Did not intend to ramble out my story; but, for you, for me, and for everyone one else out there who has survived the abuse by a sick person in their immediate circle, I will find a way to use my platform as an anchor/reporter to shed more light on this issue, which is far more pervasive and insidious than we know.
Katherine, I am so sorry for what you have had to endure. It breaks my heart to read about your suffering and the suffering of your children. Thank you for sharing your story with me. I am in awe of your strength, courage, and determination to use your platform to shed more light on the many forms of abuse. I am trying to use my blog to bring awareness as well. Thank you for your support. Sending hugs!
Randi, thank you for sharing your story. Abuse is abuse even if it is not physical. I have just started my healing journey from the trauma I had as a child and reading this article and then going to your blog and reading your blog made me feel as if I have someone with me on this journey that understands thank you.
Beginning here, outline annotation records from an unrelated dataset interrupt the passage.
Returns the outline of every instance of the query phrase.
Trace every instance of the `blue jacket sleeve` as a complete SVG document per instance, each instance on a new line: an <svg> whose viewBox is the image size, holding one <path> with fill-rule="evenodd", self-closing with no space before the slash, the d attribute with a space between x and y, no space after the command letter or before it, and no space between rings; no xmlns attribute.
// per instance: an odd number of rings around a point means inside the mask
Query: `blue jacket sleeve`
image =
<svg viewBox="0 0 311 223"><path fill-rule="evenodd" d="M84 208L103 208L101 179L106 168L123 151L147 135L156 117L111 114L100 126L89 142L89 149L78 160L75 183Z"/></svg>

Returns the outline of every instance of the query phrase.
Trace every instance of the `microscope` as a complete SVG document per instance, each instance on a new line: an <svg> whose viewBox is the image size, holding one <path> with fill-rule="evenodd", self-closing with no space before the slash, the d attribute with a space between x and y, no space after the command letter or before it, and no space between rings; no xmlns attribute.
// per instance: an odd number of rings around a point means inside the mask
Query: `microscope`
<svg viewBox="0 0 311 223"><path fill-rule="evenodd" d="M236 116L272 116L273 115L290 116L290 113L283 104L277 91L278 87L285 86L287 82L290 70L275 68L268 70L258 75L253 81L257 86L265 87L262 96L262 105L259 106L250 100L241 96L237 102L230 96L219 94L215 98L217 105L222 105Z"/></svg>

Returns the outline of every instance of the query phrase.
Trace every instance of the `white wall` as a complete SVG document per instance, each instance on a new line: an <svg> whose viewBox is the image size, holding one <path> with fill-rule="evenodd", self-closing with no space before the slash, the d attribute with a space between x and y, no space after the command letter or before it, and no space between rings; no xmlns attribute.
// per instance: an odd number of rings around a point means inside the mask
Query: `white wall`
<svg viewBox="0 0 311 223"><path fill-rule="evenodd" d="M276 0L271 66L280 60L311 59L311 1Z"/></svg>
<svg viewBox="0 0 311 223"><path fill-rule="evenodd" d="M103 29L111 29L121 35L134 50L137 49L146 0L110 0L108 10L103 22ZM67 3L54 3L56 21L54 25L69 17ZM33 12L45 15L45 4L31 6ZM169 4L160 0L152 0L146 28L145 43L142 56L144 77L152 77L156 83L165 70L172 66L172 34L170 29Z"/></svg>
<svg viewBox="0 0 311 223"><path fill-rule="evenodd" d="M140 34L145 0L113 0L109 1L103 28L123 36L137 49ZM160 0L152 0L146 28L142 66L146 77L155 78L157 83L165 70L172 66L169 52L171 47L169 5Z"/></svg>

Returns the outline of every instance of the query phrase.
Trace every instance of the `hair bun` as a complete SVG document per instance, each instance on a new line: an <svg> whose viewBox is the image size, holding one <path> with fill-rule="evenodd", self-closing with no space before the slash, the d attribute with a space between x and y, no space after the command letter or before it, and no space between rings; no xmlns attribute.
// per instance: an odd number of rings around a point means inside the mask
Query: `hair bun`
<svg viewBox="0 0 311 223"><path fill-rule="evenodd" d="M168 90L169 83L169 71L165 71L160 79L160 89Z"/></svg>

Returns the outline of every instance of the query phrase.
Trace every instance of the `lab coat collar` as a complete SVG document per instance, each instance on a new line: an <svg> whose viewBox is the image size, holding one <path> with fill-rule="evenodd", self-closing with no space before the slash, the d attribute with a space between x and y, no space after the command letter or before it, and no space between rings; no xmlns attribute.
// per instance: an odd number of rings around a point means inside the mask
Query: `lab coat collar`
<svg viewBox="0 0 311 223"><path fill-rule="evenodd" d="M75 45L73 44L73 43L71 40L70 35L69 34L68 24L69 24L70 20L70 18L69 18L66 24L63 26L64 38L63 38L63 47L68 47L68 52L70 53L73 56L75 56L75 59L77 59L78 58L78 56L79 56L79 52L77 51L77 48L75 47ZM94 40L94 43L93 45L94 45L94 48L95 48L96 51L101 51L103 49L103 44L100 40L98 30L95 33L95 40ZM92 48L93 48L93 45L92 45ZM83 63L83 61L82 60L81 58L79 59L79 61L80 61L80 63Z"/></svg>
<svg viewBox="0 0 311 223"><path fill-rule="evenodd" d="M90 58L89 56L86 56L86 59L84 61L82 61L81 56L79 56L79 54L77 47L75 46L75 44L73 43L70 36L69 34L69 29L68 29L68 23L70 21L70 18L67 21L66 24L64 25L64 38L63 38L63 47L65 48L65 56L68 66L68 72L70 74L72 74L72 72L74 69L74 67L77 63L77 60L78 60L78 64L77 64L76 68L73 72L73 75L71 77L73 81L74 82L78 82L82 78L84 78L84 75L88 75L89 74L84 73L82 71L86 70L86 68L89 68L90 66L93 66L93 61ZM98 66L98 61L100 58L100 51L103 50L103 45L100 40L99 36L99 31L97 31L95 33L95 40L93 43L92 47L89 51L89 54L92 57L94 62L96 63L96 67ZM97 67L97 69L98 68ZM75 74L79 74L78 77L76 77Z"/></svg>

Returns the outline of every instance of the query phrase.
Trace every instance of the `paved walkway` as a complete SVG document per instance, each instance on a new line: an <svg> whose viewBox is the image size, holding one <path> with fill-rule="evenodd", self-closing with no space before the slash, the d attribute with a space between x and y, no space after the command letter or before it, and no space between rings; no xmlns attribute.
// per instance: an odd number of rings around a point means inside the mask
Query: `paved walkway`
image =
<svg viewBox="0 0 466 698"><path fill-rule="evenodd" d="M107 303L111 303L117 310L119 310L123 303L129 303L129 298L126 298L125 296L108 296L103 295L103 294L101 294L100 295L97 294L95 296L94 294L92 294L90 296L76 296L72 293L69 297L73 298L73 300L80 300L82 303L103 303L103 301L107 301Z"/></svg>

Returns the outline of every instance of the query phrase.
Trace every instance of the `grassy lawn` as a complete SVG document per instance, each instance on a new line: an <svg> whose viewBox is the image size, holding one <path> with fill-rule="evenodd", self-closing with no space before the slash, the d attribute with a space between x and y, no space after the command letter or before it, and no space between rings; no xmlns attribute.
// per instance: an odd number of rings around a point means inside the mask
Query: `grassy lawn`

I love the homeschool schedule. I have printed it and I will be using it when we start school in September thank you for sharing your story!
I’m glad my words and blog have helped you. I’m so sorry for what you went through as a child. Abuse is abuse, and you are right; you do have someone who understands 🙂
I’m happy that you found the homeschool schedule useful. Best of luck with your homeschooling this year.
That’s wonderful that you are starting to heal and process your trauma. Sending strength and hugs!